井上雄彦氏の異色作
珍しい「請負人」もの
井上雄彦氏というと、デビュー作「楓パープル」をはじめとするスラムダンクなどのバスケットボール漫画や、バガボンドなどの歴史ものが有名であるが、このカメレオンジェイルはアメリカを舞台に、特定の人物に完全に変身できるという特殊能力を使って事件を解決する「請負人」ものという珍しい作品である。井上雄彦氏は、シティハンターで有名な北条司氏のアシスタントをしていたが、この作品には画風に北条司氏の影響も散見され、作品自体危険請負人という、「裏の仕事人」という設定もシティハンターの影響があるのではないかと思われる。今の作風とは全く違うコミカルな描写もあり、井上氏の作品の中でも異色と言える。
主人公は東洋人と思われるため、なじみやすい
主人公は「ジェイル」と呼ばれており、アメリカが舞台のため正直どこの国籍の人間なのかよくわからない。しかし、普段危険請負人の仕事以外では寿司バーで働いている描写があり、容姿などから、東洋人、強いて言うなら日本人なのではないかと思われる。

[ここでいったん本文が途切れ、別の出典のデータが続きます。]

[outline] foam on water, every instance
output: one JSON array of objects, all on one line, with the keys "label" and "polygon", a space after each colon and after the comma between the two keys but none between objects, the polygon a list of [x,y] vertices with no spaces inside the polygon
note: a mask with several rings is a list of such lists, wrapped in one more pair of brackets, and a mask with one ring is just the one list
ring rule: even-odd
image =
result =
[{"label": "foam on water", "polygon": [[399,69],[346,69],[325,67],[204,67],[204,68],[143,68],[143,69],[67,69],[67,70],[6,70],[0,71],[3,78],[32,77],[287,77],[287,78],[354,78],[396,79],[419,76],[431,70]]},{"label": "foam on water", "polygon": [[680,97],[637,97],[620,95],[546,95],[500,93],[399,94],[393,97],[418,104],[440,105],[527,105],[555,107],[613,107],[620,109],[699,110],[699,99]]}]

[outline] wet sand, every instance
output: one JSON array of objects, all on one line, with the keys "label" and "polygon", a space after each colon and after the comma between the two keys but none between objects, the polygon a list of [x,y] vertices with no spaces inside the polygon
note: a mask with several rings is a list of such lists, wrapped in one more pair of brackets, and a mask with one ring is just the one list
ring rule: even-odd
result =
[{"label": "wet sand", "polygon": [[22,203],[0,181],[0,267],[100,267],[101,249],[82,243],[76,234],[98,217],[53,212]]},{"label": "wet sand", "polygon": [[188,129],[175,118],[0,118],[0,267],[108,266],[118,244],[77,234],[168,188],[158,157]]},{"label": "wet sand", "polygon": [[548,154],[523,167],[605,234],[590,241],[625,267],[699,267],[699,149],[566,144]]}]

そのせいか、登場人物の大半がアメリカ人や中国人という作品であるが、なじみやすいものになっている。
過去に日本で発売されたゲームのストリートファイターが実写化された際、主人公が本来のゲームの主人公、日本人のリュウではなく、アメリカ人のガイルだったため、酷評されてしまったということがあったが、映画の作成国がアメリカだったため、そのようなことになってしまったのだろう。やはり日本人が主役の方が、海外を舞台にした作品でも感情移入しやすく、読みやすくなる。
悪者が必ず出るが、良い結末を迎える
カメレオンジェイルは一話完結型の作品であるが、危険請負人の活躍を描いた作品であるため、当然のことながら必ず作中に悪役が登場し、何かしら悪事を働いている。それを制止するのがカメレオンジェイルの役割なのだが、単に悪党を捕まえて懲らしめるだけではなく、反省に導いたり改心するという内容の回が多く、非常に救いがある内容になっている。週刊少年ジャンプの主な読者層である小中学生、高校生という年代を考えると、悪に徹してしまう悪者を懲らしめるだけ、という内容より、どんな人間にも悪い面と良い面があり、悪事を働いた側にも理由があるということを示すには、良作と言える。1980年代後半の古い作品で、少年漫画は勧善懲悪に徹してしまいがちであるが、反省する悪者の様子もしっかり描いた珍しい作品と言える。